Wife refuses to consider counselling
Q I’ve known my wife for 13 years, married 11 years, with two beautiful kids and countless memories from the day I met her till now.
Last year, she told me that we were done, that she’d lost respect for me, that she may have never loved me and there was nothing I could do to change her feelings. She refused to consider counselling. Above anything else, she wanted to set out on her own.
For many reasons, while it’s almost a year later, we’re still together. Our home life is still more than solid.
But nothing’s changed between the two of us, and she hasn’t seemed to change what she wants in life. I feel that I’ve improved my approach to life and am more motivated, more useful and even sometimes more happy.
I understand and respect her feelings, but I wish she’d try some professional counselling before change makes that option too late. Am I foolhardy? Hanging In A A lot of people over the years have sent me their stories of sudden pronouncements by one partner or another of being “done” with their relationship and wanting out.
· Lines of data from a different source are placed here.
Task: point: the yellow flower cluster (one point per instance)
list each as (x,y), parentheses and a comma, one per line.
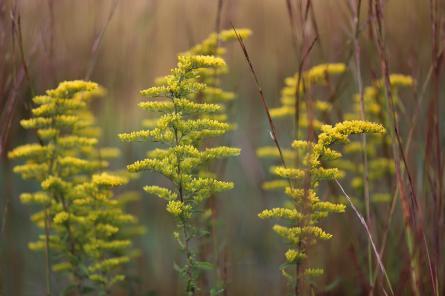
(87,222)
(301,183)
(380,165)
(187,118)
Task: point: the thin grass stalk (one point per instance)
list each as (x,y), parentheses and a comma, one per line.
(365,225)
(358,76)
(408,205)
(433,146)
(273,131)
(98,41)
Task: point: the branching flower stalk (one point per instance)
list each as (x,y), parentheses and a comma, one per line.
(83,222)
(303,213)
(181,129)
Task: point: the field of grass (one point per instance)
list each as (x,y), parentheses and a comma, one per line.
(224,147)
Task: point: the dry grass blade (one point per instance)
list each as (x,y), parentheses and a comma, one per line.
(363,222)
(263,100)
(98,41)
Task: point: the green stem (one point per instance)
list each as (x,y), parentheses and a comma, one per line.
(47,254)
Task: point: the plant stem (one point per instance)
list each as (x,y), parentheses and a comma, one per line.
(47,254)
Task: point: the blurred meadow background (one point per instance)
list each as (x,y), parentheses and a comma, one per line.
(125,45)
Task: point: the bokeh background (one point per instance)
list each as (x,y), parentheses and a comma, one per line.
(124,46)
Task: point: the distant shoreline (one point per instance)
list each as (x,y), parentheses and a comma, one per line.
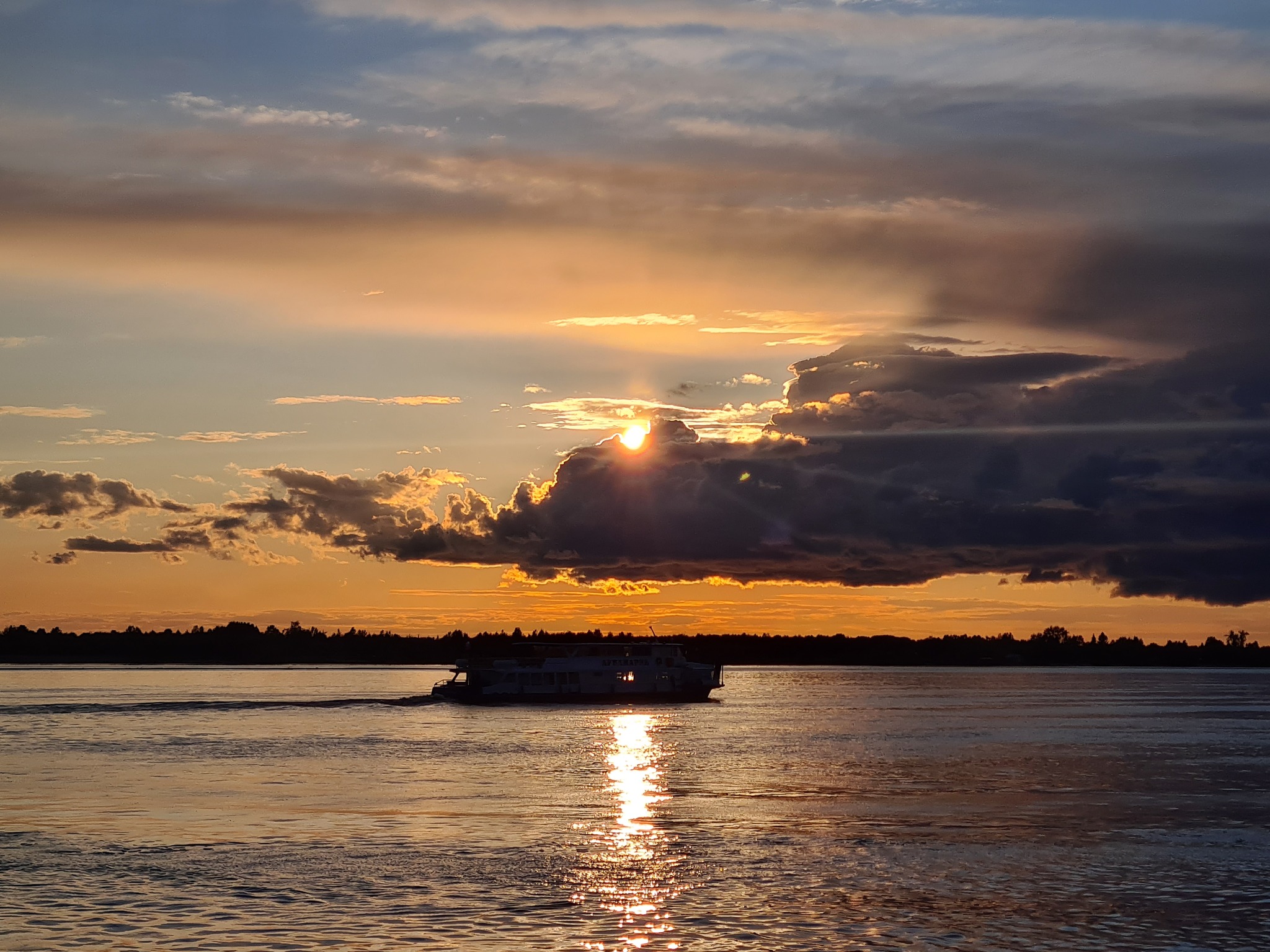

Yet there’s a “wow” factor in this case, for many reasons:
“Wow” that she said all that to you, yet didn’t leave. “Wow” that you didn’t just listen, you actually heard her and made changes in yourself.
But there’s also a worrisome “wow” that neither of you have sought some counselling for your own sakes, let alone for the marriage.
No, I don’t think you’re foolhardy, but I do think you should bolster yourself for the future.
Get counselling for yourself. Learn how far you’re willing to go to keep the marriage together, and discover too where your boundaries exist.
Your getting counselling may encourage her to do the same. If not, her statement that “nothing you could do” would change her feelings remains a threat overshadowing your relationship, implying that she could walk out any day.
Understanding and respecting her feelings is important, but make sure you respect yourself, too.